I can't be 100% sure because the data is buried deeper in the stack than I anticipated (isn't it always like that?) but it looks like the ALPN string from the ClientHello packet is zero-sized.

SSL_select_next_proto() selects the first item from the client's string if there's no matching entry in the server's string but yeah, that won't work if the client's string is empty.

Do you have the opportunity to try out a patch locally? Does this one-liner fix it?

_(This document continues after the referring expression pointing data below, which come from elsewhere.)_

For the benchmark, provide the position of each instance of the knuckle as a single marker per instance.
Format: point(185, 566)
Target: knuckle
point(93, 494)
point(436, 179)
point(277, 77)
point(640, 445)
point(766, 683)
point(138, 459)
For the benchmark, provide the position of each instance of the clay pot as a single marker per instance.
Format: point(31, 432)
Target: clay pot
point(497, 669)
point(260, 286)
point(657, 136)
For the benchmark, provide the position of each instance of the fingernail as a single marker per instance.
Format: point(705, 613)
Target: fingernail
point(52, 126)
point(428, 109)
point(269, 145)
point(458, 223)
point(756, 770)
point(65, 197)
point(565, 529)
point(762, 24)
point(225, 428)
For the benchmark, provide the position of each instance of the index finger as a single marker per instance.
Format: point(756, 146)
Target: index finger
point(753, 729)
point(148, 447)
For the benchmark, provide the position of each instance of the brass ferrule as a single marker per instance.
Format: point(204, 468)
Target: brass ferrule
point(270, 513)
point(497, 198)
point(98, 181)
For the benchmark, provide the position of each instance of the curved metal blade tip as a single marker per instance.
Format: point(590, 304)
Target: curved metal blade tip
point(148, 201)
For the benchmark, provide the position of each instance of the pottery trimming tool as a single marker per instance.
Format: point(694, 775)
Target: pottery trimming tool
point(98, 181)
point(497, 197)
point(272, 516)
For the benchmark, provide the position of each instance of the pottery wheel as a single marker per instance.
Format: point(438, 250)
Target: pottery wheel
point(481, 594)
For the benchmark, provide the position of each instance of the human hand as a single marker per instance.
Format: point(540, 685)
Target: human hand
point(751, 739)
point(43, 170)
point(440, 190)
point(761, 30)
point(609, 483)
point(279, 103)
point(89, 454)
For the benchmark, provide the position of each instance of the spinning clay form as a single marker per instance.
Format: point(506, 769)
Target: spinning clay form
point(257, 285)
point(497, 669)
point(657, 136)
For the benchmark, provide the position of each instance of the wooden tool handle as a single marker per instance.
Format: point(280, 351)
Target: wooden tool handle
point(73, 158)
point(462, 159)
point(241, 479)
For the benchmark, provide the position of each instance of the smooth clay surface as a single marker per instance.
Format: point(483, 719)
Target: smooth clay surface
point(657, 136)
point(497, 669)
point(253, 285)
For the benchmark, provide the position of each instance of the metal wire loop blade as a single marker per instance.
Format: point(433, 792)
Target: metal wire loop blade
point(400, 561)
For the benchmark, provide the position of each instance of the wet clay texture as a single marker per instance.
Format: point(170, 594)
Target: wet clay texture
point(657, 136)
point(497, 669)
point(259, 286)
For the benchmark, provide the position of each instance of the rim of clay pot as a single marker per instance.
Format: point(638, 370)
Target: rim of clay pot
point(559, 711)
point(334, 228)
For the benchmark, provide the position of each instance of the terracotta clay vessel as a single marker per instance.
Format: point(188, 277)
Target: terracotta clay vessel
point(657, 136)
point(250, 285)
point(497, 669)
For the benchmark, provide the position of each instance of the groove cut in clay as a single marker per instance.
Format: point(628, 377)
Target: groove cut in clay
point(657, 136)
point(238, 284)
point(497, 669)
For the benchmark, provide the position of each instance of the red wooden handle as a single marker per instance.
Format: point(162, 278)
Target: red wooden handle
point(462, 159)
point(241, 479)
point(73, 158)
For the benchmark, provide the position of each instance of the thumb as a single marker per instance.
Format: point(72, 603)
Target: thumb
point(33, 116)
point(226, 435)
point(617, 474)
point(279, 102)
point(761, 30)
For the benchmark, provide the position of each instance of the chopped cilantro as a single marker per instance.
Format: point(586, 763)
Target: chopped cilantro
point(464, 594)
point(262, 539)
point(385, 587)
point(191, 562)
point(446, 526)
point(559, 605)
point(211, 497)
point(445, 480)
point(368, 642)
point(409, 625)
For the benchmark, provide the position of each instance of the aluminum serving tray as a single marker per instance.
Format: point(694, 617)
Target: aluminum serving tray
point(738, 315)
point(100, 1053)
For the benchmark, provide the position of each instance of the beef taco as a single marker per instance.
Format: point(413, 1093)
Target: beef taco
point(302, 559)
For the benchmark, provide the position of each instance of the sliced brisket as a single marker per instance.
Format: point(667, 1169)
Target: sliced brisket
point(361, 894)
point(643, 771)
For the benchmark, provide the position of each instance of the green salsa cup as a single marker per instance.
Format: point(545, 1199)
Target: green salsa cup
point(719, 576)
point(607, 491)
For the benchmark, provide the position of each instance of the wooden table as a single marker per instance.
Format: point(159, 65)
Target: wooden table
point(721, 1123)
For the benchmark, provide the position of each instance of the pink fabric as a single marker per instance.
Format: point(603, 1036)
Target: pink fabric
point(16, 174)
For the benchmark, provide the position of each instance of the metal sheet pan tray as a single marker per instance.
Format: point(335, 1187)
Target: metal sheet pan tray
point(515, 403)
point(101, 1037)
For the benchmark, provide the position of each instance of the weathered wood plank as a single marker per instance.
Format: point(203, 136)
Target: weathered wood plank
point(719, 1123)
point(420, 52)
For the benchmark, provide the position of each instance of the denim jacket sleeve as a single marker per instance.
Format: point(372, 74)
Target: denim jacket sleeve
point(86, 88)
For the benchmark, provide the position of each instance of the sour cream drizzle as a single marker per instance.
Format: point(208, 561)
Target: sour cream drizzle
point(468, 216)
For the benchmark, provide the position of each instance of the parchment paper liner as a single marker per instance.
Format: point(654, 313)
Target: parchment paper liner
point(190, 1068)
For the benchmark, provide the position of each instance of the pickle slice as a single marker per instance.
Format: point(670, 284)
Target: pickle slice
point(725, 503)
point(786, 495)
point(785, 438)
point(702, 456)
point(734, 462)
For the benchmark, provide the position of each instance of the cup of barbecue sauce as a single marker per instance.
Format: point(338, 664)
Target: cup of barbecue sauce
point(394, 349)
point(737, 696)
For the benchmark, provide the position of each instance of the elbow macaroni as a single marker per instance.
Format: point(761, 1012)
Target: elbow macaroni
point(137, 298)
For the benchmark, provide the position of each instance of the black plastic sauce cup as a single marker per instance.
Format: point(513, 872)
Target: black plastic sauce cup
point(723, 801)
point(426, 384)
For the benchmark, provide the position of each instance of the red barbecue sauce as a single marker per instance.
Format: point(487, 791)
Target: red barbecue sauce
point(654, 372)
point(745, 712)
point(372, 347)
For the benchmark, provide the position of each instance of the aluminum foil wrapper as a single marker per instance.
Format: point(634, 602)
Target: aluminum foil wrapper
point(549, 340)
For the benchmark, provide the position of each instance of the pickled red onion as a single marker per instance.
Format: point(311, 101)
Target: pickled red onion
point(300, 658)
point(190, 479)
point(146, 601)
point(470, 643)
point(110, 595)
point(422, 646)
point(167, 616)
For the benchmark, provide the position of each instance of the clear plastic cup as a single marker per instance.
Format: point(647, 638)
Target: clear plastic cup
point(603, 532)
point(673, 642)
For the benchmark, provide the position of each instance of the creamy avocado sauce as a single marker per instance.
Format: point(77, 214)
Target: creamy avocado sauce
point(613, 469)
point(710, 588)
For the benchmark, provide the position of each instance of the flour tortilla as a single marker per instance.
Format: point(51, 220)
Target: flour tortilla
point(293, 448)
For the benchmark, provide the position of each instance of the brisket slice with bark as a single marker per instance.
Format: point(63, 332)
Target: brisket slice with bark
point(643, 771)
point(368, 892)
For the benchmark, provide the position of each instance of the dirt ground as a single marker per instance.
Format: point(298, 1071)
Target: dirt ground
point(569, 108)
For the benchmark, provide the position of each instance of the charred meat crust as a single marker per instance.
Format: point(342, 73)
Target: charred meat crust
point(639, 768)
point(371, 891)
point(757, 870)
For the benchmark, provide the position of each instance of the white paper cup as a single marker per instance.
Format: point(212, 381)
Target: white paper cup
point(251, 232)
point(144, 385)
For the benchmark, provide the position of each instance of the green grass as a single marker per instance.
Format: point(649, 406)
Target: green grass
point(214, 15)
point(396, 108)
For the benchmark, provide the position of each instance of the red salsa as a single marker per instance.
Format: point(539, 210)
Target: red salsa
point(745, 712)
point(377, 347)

diff --git a/src/crypto/crypto_tls.cc b/src/crypto/crypto_tls.cc
index f14adec767a..fea3186c17e 100644
--- a/src/crypto/crypto_tls.cc
+++ b/src/crypto/crypto_tls.cc
@@ -225,6 +225,8 @@ int SelectALPNCallback(
     const unsigned char* in,
     unsigned int inlen,
     void* arg) {
+  if (inlen == 0) return SSL_TLSEXT_ERR_ALERT_FATAL;
+
   TLSWrap* w = static_cast<TLSWrap*>(arg);
   const std::vector<unsigned char>& alpn_protos = w->alpn_protos_;
gugu commented 1 year ago

No, but I'll try to patch openssl locally to try to reproduce this error on my dev end. If it is true it looks like a possibility DoS attack on node.js

gugu commented 1 year ago

Found another one, tls client:

> s = tls.connect('short.io', 443, {ALPNProtocols: [""]})
node[138836]: ../src/crypto/crypto_tls.cc:1533:static void node::crypto::TLSWrap::SetALPNProtocols(const v8::FunctionCallbackInfo<v8::Value>&): Assertion `SetALPN(w->ssl_, args[0])' failed.
 1: 0xb06730 node::Abort() [node]
 2: 0xb067ae  [node]
 3: 0xca27ea node::crypto::TLSWrap::SetALPNProtocols(v8::FunctionCallbackInfo<v8::Value> const&) [node]
 4: 0xd3e33e  [node]
 5: 0xd3f75f v8::internal::Builtin_HandleApiCall(int, unsigned long*, v8::internal::Isolate*) [node]
 6: 0x15da1b9  [node]
gugu commented 1 year ago

I can't be 100% sure because the data is buried deeper in the stack than I anticipated (isn't it always like that?) but it looks like the ALPN string from the ClientHello packet is zero-sized.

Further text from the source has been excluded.